5 Vorderingen tenuitvoerlegging

Parketnummer 18-830204-19 Het Openbaar Ministerie heeft gevorderd de tenuitvoerlegging van de bij vonnis van de rechtbank Noord-Nederland van 30 juni 2020 (parketnummer 18-830204-19) opgelegde voorwaardelijke gevangenisstraf voor de duur van 180 dagen. Deze vordering is in hoger beroep opnieuw aan de orde.

De advocaat-generaal heeft gevorderd en de raadsvrouw heeft verzocht deze vordering tot tenuitvoerlegging af te wijzen.

Het hof acht termen aanwezig om de vordering tot tenuitvoerlegging af te wijzen, aangezien de verdachte – zoals in de strafmaatoverweging is overwogen – in de onderhavige strafzaak reeds lange tijd in voorlopige hechtenis heeft doorgebracht. Dit maakt het naar het oordeel van het hof niet langer opportuun om de voorwaardelijk opgelegde gevangenisstraf ten uitvoer te leggen, nu daarop de tijd die de verdachte in voorarrest heeft doorgebracht immers niet in mindering wordt gebracht.
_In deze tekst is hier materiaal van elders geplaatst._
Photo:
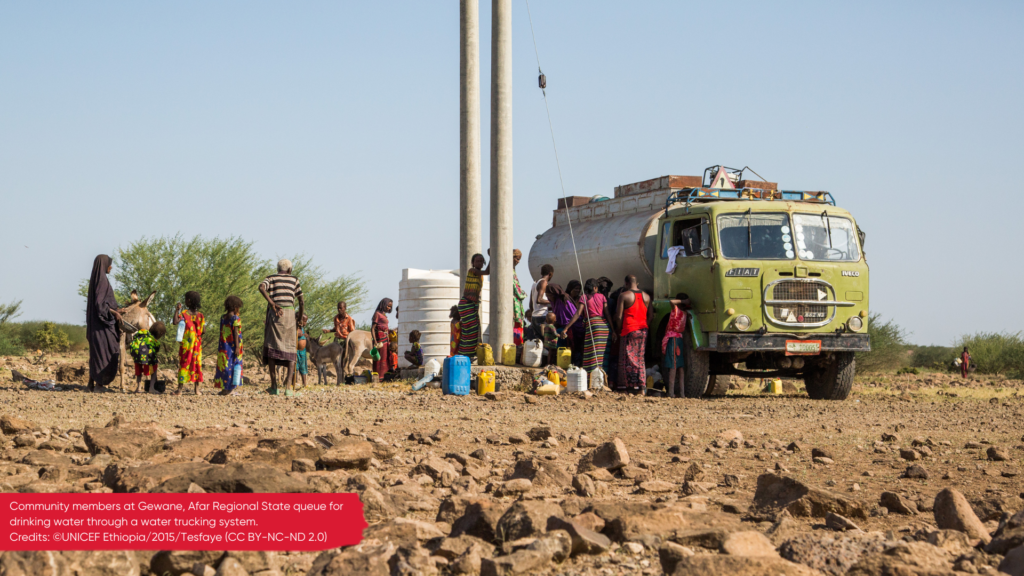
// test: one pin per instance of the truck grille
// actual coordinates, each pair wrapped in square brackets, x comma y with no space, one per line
[801,314]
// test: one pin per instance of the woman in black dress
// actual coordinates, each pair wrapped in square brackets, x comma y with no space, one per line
[102,328]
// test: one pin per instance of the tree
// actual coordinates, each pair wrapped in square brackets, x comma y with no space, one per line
[889,346]
[216,269]
[9,312]
[52,338]
[9,342]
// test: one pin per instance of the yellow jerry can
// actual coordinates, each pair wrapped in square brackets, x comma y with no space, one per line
[485,382]
[564,358]
[508,355]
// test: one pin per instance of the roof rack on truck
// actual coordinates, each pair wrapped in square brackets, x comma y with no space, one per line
[691,195]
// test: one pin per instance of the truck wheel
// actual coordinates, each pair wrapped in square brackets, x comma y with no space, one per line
[717,387]
[835,379]
[697,364]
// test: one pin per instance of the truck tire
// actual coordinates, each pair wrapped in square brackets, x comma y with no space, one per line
[834,380]
[697,364]
[716,386]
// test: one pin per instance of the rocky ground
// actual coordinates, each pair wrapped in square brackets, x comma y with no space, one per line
[912,475]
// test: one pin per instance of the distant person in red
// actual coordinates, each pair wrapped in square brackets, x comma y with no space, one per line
[965,363]
[631,316]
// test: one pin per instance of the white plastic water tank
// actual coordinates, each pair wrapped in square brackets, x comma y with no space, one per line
[425,298]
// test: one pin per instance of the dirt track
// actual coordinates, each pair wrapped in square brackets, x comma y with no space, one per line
[861,437]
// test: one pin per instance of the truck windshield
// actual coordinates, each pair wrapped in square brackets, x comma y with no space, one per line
[820,237]
[756,235]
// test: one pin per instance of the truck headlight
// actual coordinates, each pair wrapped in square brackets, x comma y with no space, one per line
[742,322]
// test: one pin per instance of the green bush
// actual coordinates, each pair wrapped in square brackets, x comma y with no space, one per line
[889,346]
[994,353]
[51,338]
[216,269]
[934,358]
[10,344]
[27,331]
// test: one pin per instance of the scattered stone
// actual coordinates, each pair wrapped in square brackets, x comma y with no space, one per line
[303,465]
[518,439]
[584,485]
[915,471]
[996,454]
[135,442]
[1013,564]
[541,474]
[526,519]
[775,493]
[841,523]
[904,558]
[898,504]
[670,553]
[348,454]
[439,469]
[909,454]
[952,511]
[513,487]
[833,553]
[12,425]
[540,434]
[693,472]
[702,565]
[656,487]
[748,543]
[585,539]
[610,455]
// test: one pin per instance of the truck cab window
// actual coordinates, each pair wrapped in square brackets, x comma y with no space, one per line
[684,235]
[756,236]
[688,237]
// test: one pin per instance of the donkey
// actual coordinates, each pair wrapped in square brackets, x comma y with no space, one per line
[321,354]
[342,358]
[134,317]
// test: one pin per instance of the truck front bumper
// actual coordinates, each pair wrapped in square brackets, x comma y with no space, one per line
[830,341]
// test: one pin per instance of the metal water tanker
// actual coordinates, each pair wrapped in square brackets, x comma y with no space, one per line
[614,237]
[425,298]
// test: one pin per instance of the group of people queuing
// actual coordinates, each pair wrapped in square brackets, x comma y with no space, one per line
[285,337]
[603,329]
[584,318]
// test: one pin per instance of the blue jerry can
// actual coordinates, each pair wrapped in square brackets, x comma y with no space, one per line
[456,373]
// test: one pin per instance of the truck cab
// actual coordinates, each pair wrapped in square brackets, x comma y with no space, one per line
[777,282]
[777,279]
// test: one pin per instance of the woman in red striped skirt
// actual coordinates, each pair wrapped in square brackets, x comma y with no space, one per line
[469,307]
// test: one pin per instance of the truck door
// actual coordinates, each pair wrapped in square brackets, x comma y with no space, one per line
[692,273]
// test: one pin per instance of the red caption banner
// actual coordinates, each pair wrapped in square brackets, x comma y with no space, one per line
[180,522]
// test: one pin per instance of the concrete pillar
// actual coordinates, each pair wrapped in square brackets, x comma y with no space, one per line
[501,174]
[469,134]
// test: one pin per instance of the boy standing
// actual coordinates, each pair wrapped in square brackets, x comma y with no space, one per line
[301,364]
[143,350]
[549,333]
[415,356]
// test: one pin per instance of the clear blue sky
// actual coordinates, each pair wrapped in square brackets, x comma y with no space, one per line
[332,129]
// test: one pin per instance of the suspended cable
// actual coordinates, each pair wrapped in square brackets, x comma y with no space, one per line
[542,82]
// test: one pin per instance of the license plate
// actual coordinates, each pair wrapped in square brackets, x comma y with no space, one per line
[803,347]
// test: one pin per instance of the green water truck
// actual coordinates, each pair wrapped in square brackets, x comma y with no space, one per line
[777,279]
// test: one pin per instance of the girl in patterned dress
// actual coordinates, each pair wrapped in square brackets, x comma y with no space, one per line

Parketnummer 13-138722-21 Het hof zal het Openbaar Ministerie niet-ontvankelijk verklaren in zijn vordering tot tenuitvoerlegging van de bij vonnis van de politierechter in de rechtbank Amsterdam van 4 juni 2021 (parketnummer 13-138722-21) voorwaardelijk opgelegde gevangenisstraf voor de duur van 9 dagen, nu deze voorwaardelijk opgelegde straf in een andere, onherroepelijke strafzaak reeds ten uitvoer is gelegd.

6 BESLISSING

Het hof:

Veroordeelt de verdachte tot een gevangenisstraf voor de duur van 8 (acht) weken.

Beveelt dat de tijd die door de verdachte vóór de tenuitvoerlegging van deze uitspraak in enige in artikel 27, eerste lid, van het Wetboek van Strafrecht bedoelde vorm van voorarrest is doorgebracht, bij de uitvoering van de opgelegde gevangenisstraf in mindering zal worden gebracht, voor zover die tijd niet reeds op een andere straf in mindering is gebracht.

Verklaart het openbaar ministerie niet-ontvankelijk in de vordering tenuitvoerlegging met parketnummer 13-138722-21.

Wijst af de vordering van de officier van justitie van 17 oktober 2022, strekkende tot tenuitvoerlegging van de bij vonnis van de rechtbank Noord-Nederland van 30 juni 2020, parketnummer 18-830204-19, voorwaardelijk opgelegde gevangenisstraf voor de duur van 180 dagen.

Heft het bevel voorlopige hechtenis op.

Dit arrest is gewezen door de meervoudige strafkamer van het gerechtshof Amsterdam, waarin zitting hadden mr. K.J. Veenstra, mr. M. Senden en mr. H. Sytema, in tegenwoordigheid van mr. C.H. Sillen, griffier, en is uitgesproken op de openbare terechtzitting van dit gerechtshof van 25 september 2025.